Those living near the St. Louis area’s West Lake Landfill have complained for years about the health risks of radioactive waste stored there and fumes coming from an underground fire at the nearby Bridgeton Landfill. That fire, which has been smoldering since at least 2010, could soon meet the 100,000 tons of WW II era nuclear weapons material lingering at West Lake Landfill.
A Missouri House committee will consider Wednesday a bill that would offer a buyout option for 91 homes in that area. The bipartisan legislation, sponsored by state Rep. Mark Matthieson (R-Maryland Heights) and state Senator Maria Chappelle-Nadal (D-University City), would pay fair market value for those homes.
“The trauma that we saw in Ferguson is very, very, very, very similar to the trauma that we are seeing among residents who live around this landfill. It’s real,” says Chappelle-Nadal.
Both landfills are a few miles from Ferguson.
The Senator, who has gone to great lengths to find ways to help those affected by the contamination, mentions all sorts of health complications that residents have experienced and some who have died from them.
“We have heard some of the saddest stories you could ever imagine,” says Chappelle-Nadal. “Some of those examples are 15 year olds dying of leukemia, ovarian cancer or young eight year olds who have arthritis. The longer we wait, I can absolutely say with certainty there is another child who has asthma. There’s another child who gets a brain tumor. There’s another child who’s ending up with an autoimmune disease that’s very, very rare and caused by radioactive waste.”

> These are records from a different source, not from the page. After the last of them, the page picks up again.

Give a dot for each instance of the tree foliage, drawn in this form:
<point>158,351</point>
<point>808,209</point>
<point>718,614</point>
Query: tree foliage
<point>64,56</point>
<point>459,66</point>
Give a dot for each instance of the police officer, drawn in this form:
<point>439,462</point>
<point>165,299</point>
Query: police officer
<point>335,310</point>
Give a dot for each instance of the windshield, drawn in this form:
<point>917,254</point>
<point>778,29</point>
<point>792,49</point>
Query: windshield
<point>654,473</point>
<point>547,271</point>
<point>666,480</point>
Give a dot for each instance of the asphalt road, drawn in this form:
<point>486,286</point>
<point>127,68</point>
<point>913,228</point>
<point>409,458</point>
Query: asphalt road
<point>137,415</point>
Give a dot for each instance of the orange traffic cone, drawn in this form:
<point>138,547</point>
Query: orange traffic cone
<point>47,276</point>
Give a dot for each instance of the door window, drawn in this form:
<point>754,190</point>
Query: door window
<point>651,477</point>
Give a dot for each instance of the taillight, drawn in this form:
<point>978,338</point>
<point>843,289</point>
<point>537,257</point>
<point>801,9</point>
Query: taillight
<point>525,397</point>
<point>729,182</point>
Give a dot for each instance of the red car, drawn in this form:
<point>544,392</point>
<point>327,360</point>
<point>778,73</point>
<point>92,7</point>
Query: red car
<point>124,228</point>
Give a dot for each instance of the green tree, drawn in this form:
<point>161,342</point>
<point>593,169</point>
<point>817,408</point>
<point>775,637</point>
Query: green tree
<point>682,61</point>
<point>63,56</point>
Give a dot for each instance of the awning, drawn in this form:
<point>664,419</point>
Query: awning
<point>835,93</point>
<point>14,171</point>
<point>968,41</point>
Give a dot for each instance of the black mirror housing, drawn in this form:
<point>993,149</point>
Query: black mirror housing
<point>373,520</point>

The measure, which has passed in the Senate, would cap the state’s cost at $12.5 million.
“No one will get rich off of this program. No one will break the bank at all,” says Chappelle-Nadal. “But, for the first time in a long time, families trapped in dangerous, unsafe and contaminated homes will have a way out.”
Chappelle-Nadal says she is discussing with Senate Budget Committee Chairman Dan Brown (R-Rolla) what the state can afford in a tight $27 billion budget. She thinks the federal government could pay back the state for the buyouts and companies involved in the contamination could also kick in some money.
Matthiesen says nobody has taken action.
“We’ve talked to the EPA. Nothing. We need them to make a final decision on what they are going to do,” says Matthiesen. “But why should they if the state isn’t willing to step up and take care of our own citizens. That’s what this bill does. It’s the state taking care of our citizens and sending a message that we care about the health of our people.”
Matthiesen acknowledges that Missouri is strapped for cash.
“We all know money is hard to come by right now,” says Matthiesen. “But we need to do the right thing.”
The U.S. Environmental Protection Agency, which oversees the radioactive material in the West Lake Landfill, insists that the waste does not pose a public health threat.